When I first dove into the system I already knew my process of study that benefitted me the most. They were/are physically writing lecture slides into notes and meeting in study groups at least once a week. In addition to working on my own, I enjoy getting occasional feedback and having the ability to bounce off others in case there were little specs of information I missed being alone.

I had this formula set by the very end of my undergrad... and it helped me through some very tough times; I just had to project it onto this new professional school program. 

Forgive me for stressing but my program has been an entire lifestyle change in and of itself. There was no initial luxury of getting used to what's going on before our first major exam. You're pretty much thrown straight in (week 2) and challenged to adjust immediately.

That being said I believe knowing what worked for me ahead of time was my saving grace. So what works for you?

Are you a
Visual learner,
Auditory,
Kinesthetic,

A reader/writer?

There are many ways to categorize learning styles these four are under VPAK with descriptions available on this site. 

Once you get that sorted that's honestly all you need.

OPTIMIZE

Along with acknowledging how you learn - style wise - it's best to figure out how to execute most effectively. Yes that sentence sounded just as weird while I was writing it but I promise it makes sense.

Are you more willing to review slides in the morning with nice and bright productive lighting or in the evening, relaxed with chill vibes surrounding you? These are things to think about.

If you have plenty on your plate for the day, often times small errands college students prioritize to be more important than studying, it will be harder to focus. Another point of consideration... procrastination nation.

Time management is a beast people in their 40s are still trying to conquer so I'll just leave that one alone.

Something extra - study away from your bed. I purposefully don't study in my room all together or I'd find myself on my mattress in no time. Avoid your bed at all costs. Not only will that affect how you view sleeping and your sleep cycle; it's never going to amount to an effective study session take my word for it. Fall in love with your library, or a nearby library-esque space to sit upright, stay focused, and appear studious.

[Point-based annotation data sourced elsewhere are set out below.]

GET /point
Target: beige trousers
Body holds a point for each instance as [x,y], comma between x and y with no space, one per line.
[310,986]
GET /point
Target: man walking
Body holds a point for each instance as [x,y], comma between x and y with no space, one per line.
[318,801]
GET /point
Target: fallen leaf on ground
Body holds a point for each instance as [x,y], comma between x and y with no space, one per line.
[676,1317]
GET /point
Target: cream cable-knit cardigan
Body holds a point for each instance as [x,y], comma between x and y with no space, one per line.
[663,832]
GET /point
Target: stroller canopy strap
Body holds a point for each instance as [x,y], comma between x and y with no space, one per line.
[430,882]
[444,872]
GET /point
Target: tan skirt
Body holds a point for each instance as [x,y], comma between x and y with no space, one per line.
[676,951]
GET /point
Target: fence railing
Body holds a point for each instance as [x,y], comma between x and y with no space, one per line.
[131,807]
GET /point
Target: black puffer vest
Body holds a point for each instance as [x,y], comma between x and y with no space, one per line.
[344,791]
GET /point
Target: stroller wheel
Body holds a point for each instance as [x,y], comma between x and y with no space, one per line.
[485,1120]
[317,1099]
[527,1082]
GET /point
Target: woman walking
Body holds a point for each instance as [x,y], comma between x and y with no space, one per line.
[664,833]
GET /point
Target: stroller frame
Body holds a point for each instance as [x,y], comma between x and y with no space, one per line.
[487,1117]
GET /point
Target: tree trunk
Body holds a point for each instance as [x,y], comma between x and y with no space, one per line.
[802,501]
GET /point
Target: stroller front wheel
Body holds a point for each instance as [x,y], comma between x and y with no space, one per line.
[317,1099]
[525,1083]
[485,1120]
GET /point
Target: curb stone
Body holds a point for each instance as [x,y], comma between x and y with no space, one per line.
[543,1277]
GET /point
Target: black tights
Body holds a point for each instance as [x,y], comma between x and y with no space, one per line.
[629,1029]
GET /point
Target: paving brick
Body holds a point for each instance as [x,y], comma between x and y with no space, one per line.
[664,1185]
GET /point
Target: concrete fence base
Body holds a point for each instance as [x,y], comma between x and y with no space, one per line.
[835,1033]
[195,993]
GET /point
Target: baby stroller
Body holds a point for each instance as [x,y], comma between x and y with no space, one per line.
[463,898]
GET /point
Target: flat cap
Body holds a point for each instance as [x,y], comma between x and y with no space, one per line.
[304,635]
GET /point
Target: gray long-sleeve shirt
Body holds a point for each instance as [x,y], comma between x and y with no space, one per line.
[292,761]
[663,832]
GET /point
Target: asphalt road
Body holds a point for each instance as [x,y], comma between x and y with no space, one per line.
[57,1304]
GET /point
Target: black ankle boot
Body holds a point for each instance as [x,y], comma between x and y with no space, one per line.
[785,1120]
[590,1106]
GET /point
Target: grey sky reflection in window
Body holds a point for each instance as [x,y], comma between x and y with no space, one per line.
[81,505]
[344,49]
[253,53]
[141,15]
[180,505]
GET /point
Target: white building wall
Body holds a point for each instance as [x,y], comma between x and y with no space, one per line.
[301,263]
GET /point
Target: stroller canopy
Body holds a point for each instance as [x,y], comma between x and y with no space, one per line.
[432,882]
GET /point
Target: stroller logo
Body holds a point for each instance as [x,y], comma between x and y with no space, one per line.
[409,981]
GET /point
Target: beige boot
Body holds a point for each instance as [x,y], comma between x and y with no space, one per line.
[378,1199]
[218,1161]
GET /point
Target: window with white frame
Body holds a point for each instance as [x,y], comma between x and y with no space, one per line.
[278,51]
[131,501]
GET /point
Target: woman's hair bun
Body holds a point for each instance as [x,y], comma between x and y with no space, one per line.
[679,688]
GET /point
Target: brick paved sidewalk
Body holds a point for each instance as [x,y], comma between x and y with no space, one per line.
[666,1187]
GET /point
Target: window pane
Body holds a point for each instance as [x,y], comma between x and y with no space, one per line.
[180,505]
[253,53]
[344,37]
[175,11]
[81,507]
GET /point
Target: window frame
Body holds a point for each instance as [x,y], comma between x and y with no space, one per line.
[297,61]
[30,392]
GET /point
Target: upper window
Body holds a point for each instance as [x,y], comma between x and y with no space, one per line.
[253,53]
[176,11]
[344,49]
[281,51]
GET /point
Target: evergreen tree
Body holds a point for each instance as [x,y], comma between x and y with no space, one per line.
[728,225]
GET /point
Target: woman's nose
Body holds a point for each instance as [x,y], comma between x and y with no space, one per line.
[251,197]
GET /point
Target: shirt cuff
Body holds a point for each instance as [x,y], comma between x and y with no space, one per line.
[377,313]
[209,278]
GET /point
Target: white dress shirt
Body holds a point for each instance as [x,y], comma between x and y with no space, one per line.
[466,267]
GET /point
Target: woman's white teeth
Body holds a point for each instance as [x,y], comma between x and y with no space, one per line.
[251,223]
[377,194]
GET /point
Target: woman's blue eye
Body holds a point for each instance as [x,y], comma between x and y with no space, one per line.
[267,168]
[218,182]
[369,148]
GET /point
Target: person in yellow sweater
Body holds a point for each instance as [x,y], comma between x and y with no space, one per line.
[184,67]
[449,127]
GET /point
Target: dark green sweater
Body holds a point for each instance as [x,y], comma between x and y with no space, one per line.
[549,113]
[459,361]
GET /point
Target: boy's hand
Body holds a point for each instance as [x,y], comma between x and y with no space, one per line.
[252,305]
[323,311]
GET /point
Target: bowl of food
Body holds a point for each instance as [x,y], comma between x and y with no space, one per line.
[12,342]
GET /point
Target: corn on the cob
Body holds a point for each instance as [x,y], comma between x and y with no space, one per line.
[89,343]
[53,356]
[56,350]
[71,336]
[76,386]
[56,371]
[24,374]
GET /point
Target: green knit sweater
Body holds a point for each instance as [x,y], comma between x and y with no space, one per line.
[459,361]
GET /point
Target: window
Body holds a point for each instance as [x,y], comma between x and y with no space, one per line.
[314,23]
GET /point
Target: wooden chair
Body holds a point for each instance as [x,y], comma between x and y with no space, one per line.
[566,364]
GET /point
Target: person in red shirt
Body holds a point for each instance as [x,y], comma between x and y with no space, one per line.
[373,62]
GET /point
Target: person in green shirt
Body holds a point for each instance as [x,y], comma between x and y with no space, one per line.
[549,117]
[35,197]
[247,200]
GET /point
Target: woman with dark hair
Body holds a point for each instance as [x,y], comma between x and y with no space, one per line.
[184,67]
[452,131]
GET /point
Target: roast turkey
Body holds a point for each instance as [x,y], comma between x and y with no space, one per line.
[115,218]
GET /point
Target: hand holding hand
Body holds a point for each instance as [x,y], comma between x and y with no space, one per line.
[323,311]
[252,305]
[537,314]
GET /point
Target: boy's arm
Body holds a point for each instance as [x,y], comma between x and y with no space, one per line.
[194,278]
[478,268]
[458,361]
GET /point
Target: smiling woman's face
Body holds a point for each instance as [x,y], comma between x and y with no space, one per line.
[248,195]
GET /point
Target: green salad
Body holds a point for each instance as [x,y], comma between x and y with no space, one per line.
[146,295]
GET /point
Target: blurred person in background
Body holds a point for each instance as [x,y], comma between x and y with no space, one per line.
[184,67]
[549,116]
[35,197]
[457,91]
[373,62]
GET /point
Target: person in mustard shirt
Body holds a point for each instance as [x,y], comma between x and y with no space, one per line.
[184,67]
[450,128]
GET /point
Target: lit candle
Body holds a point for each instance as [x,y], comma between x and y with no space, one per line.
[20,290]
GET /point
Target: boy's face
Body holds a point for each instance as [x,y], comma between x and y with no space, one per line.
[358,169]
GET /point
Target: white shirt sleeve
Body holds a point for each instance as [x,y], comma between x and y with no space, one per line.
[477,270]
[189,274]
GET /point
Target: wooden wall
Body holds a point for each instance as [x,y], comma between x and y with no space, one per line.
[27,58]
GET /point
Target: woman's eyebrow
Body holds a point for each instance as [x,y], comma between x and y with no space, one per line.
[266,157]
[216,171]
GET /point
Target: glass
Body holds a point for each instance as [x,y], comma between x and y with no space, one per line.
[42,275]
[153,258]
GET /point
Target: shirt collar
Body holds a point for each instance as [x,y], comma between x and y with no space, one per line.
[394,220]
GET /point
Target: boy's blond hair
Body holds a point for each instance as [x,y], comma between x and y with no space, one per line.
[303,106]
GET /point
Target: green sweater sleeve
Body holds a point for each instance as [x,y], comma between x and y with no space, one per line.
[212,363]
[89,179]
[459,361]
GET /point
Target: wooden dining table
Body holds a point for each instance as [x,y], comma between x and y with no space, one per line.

Lastly if you're like me and crave group study as part of your regimen, be sure your group is on your level. As harsh as it sounds you need to scoot all distractions to the side. That includes friends who play too much, don't review before you meet, and simply hold you back in any way, shape, or form.

Those are all the "non-tips" I have and like I said I'm no expert. School is a journey one that teaches you both inside and out of the classroom. You'll learn about yourself, how you learn (effectively), and how to accomplish what you set out to do.